[KDE/Mac] plasma-desktop on other environments (bis)
René J. V. Bertin
rjvbertin at gmail.com
Mon May 23 12:44:32 UTC 2016
<< David Edmundson wrote:
> In Plasma, we don't support OS X and we supposedly are completely separated
> from applications, so we are absolutely the last people in KDE who should
> be telling you how applications on OS X should be acting
Thanks :)
> Macports does seem to fall into a somewhat different use-case to the the
> applications being packaged for OS X standalone.
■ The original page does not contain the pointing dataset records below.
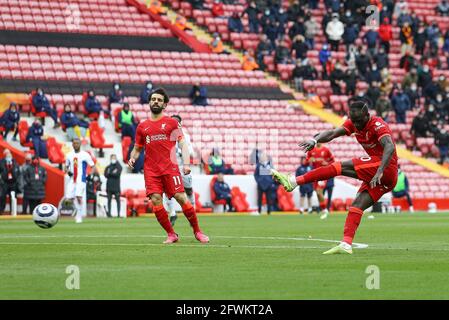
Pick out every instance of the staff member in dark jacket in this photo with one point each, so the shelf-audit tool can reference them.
(112, 173)
(35, 179)
(223, 191)
(265, 184)
(9, 172)
(10, 121)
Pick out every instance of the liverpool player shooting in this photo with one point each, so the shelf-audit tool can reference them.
(378, 170)
(159, 135)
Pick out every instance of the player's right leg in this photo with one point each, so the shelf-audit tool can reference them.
(290, 182)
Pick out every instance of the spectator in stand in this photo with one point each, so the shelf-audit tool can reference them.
(127, 122)
(155, 6)
(370, 39)
(363, 62)
(217, 164)
(112, 173)
(413, 95)
(10, 174)
(217, 45)
(420, 39)
(223, 192)
(93, 105)
(433, 36)
(443, 8)
(300, 47)
(442, 142)
(116, 94)
(264, 48)
(197, 4)
(93, 185)
(75, 127)
(249, 62)
(337, 78)
(402, 188)
(373, 92)
(10, 121)
(282, 54)
(383, 106)
(35, 134)
(198, 95)
(400, 8)
(410, 78)
(312, 28)
(381, 59)
(335, 30)
(217, 9)
(252, 12)
(181, 23)
(351, 77)
(35, 178)
(234, 23)
(265, 184)
(303, 71)
(406, 37)
(41, 104)
(23, 169)
(401, 104)
(350, 35)
(145, 93)
(324, 56)
(385, 34)
(305, 190)
(420, 125)
(373, 75)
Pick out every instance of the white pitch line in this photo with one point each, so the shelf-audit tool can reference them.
(356, 245)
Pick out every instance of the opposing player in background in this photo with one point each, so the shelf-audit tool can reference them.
(378, 170)
(318, 157)
(186, 178)
(159, 135)
(76, 165)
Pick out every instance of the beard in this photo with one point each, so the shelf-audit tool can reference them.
(156, 109)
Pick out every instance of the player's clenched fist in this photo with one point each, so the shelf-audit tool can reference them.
(131, 163)
(307, 145)
(186, 170)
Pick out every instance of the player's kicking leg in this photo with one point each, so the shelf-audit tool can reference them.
(190, 214)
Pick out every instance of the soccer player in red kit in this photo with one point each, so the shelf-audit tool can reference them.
(158, 135)
(318, 157)
(378, 170)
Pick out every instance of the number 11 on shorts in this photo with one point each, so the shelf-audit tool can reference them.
(177, 180)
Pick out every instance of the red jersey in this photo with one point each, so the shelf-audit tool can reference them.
(159, 140)
(369, 137)
(318, 157)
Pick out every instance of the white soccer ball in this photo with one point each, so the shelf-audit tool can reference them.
(45, 215)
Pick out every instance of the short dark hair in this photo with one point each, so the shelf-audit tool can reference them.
(359, 105)
(162, 92)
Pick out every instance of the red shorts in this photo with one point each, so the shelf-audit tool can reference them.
(366, 168)
(170, 184)
(320, 185)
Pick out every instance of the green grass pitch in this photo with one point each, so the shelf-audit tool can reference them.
(249, 257)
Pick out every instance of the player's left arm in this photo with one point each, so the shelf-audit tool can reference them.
(388, 146)
(185, 155)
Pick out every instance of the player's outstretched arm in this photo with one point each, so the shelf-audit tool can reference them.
(134, 156)
(388, 152)
(322, 137)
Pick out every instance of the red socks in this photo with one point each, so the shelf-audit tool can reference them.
(189, 213)
(162, 218)
(352, 223)
(319, 174)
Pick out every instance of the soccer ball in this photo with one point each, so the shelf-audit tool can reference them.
(45, 215)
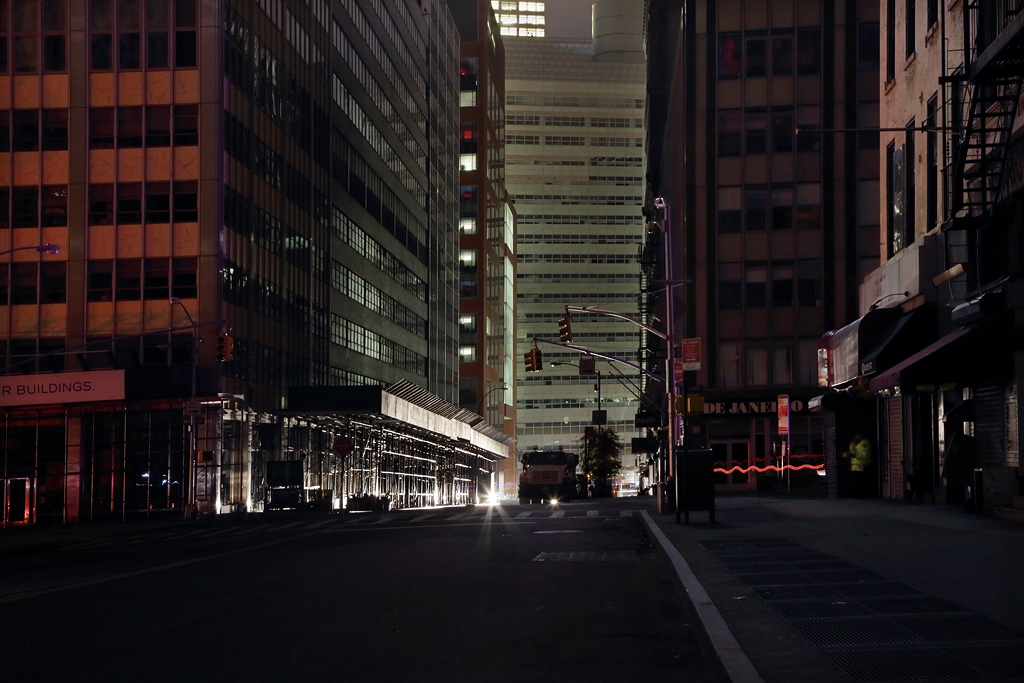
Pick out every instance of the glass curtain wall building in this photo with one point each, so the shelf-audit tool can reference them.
(576, 160)
(255, 205)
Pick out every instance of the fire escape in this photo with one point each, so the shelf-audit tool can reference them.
(982, 94)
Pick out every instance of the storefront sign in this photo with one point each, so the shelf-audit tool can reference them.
(783, 414)
(762, 408)
(62, 388)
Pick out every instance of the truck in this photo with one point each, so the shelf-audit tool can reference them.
(548, 475)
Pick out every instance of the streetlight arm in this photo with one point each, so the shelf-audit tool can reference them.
(601, 355)
(589, 309)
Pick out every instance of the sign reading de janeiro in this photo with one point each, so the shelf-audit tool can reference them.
(62, 388)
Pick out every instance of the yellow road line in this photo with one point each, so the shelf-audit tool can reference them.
(128, 574)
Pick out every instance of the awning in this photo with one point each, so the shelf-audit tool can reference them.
(910, 333)
(847, 345)
(403, 403)
(982, 352)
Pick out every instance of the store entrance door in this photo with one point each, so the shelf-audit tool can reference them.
(731, 455)
(16, 503)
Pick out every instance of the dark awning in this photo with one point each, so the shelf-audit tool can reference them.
(982, 352)
(847, 345)
(910, 333)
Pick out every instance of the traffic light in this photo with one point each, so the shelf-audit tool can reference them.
(225, 347)
(565, 328)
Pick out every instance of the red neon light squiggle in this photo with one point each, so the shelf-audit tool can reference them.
(773, 468)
That isn't really so different from applications installing all dependencies in
their individual install location on MS Windows. In both cases we're dealing
with directories, even.
That kind of install method does indeed make it much less evident to use a
"global" settings application, because there are no more shared settings. (That
isn't necessarily true though.)
But it will still be possible to use the KCMs via a dedicated, standardised way
of presenting them to the user.
> Could you make a list of what features you need rather than what you don't
> need.
> It's hard to read but more importantly it's hard to see where we have
> overlaps with these other problems that we need to solve.
Sure, that's what I always planned. If it wasn't clear, I never intended to
present my current patches for review. At the very least I plan to proceed via
elimination to come up with the KCMs I'd like to provide. That will take some
time though, AFAIK I'm currently the only KDE-Mac member who's (still) trying to
keep things moving on OS X.
I still think it'd be useful in general to put the KCMs in their own repo, or
else repackage them with the (or a) component that they allow to configure. That
doesn't only seem logical, it should also take much of the emotional venom out
of the Plasma vs. the others aspect of this discussion.
For example: the colour, font-choice and application style KCMs could go with
plasma-integration (and thus my osx-integration) because they also make sense
when you want to make all those KF5 applications you use fit your Gnome or
whatever non-Plasma desktop. The font installer KCM could however remain as a
Plasma desktop utility and the desktop theme KCM should, even more so.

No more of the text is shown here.